You glance at the store again before keeping your eyes on the ground. At times like this, you wish you had insisted on following Peter to the store. There was just something about this man that really rubbed you the wrong way and the fact that he was still staring at you definitely made you feel more uncomfortable too.

“Waiting for my boyfriend.” You finally answer, hoping the man would just stop advancing towards you but your hope is crushed when that prompted the man to step even closer. So close, he is now standing a few centimeters away from you and you can feel his presence. It makes your stomach churn and your heart starts to race.

The man lets out a scoff. “Boyfriend, really? I’ve heard of that multiple times.” The man leans in so close, every single time he breathes out, you can feel it on your face and you flinch. He lets out a dark chuckle. “You have quite the look on you.” He eyes you and just as you are about to make a run, the man grabs on to your arm, slamming it on the pole behind you causing you to let out yet another startled yelp. “I think I’m going to have some fun with you.”

You struggle to pull your arm and right at this point in time, you forgot all self-defense classes you have taken and tried your hardest to pull your arm away from him. The man chuckles once more, pressing his nose to your cheek. You move your head away from him but he uses his free hand to grab on to your chin so that you are staring at him instead.

“I like it when they struggle.” He licks his lips and just as he is about to press his lips against yours, something pulls him off of you and he is pulled back by an unknown force. You immediately drop to the floor, on your knees, shaking and tears are streaming down your face. Everything that happened after that became a blur – you did not even hear the man screaming for help – you are consumed with fear.

“If I see you anywhere near this area again, I will be using more than just my fists.” Peter all but threatens before shooting his web towards the man, keeping him placed against the wall. He immediately tells Karen to lodge a police report.

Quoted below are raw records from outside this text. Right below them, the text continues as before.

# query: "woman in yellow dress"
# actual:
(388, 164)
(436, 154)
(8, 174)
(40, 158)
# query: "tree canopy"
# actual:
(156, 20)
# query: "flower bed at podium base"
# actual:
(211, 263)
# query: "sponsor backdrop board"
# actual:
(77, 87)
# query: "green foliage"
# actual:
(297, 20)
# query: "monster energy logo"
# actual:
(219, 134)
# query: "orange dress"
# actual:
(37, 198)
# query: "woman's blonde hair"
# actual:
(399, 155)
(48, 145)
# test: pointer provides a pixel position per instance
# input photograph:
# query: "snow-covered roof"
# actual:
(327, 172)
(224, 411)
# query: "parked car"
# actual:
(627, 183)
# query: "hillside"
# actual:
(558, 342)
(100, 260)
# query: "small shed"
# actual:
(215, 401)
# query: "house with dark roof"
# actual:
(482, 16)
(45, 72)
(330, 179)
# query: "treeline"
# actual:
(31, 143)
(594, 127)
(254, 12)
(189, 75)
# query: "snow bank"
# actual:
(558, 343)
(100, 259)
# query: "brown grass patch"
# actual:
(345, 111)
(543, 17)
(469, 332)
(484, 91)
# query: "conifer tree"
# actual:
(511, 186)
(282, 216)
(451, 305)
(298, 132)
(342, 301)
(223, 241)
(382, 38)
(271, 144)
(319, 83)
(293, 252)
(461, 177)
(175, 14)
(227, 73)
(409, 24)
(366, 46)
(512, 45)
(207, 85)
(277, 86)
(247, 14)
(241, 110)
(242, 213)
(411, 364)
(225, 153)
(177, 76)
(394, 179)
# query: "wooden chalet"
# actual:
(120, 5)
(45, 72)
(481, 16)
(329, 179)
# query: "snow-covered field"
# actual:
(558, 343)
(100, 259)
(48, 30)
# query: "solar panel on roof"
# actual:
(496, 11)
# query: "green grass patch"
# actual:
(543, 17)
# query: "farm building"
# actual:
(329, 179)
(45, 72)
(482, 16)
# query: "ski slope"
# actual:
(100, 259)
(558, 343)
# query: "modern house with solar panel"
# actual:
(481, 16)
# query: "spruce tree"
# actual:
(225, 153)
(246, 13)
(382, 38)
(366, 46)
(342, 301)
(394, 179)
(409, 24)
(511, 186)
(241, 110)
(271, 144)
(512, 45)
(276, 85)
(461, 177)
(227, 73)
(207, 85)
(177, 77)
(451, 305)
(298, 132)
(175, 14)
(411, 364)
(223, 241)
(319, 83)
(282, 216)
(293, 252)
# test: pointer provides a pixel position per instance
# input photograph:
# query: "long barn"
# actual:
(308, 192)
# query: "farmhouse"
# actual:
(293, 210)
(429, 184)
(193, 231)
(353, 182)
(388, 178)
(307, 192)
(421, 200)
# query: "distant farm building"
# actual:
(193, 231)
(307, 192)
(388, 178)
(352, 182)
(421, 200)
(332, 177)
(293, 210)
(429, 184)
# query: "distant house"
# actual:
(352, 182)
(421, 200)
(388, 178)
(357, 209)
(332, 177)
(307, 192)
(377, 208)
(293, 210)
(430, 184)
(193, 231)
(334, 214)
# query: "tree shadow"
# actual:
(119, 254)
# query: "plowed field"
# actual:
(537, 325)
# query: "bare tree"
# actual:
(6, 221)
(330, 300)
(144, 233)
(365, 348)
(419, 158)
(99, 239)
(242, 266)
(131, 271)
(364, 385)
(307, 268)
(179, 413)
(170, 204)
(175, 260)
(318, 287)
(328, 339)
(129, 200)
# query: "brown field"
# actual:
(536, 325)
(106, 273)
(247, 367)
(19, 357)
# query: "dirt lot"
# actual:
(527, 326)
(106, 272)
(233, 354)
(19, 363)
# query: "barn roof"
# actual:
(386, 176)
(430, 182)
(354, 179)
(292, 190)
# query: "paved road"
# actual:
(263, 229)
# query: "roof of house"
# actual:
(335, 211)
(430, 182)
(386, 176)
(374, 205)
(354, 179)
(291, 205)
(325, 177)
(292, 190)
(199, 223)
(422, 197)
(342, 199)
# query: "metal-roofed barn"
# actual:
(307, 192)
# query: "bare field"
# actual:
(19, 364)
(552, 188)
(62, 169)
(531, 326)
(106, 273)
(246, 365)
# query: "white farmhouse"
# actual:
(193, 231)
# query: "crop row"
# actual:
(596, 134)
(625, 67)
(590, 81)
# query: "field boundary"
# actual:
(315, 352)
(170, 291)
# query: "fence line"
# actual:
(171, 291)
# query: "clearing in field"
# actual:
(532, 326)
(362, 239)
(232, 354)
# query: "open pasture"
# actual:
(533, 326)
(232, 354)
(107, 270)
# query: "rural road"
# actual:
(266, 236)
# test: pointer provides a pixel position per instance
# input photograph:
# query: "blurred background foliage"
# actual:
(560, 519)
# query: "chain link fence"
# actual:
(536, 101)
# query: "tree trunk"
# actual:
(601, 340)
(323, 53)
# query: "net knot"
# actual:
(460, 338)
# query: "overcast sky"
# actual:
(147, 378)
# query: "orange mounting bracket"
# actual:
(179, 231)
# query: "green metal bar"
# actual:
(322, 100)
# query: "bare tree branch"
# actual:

Peter rushes over to you and immediately gathers you in his arms. You flinch and let out a gasp when Peter brings you into his embrace. “Hey, hey, it’s me. It’s Peter, Peter Parker.” He whispers to you and the moment you hear Peter’s voice and feel his safe arms around you, you start to sob, wounding your arms around his waist, crying against his chest. “It’s alright, I’m here, it’ll be alright now.” Peter rubs your back soothingly, kissing your temple and making sure you know that he will never leave you alone ever again.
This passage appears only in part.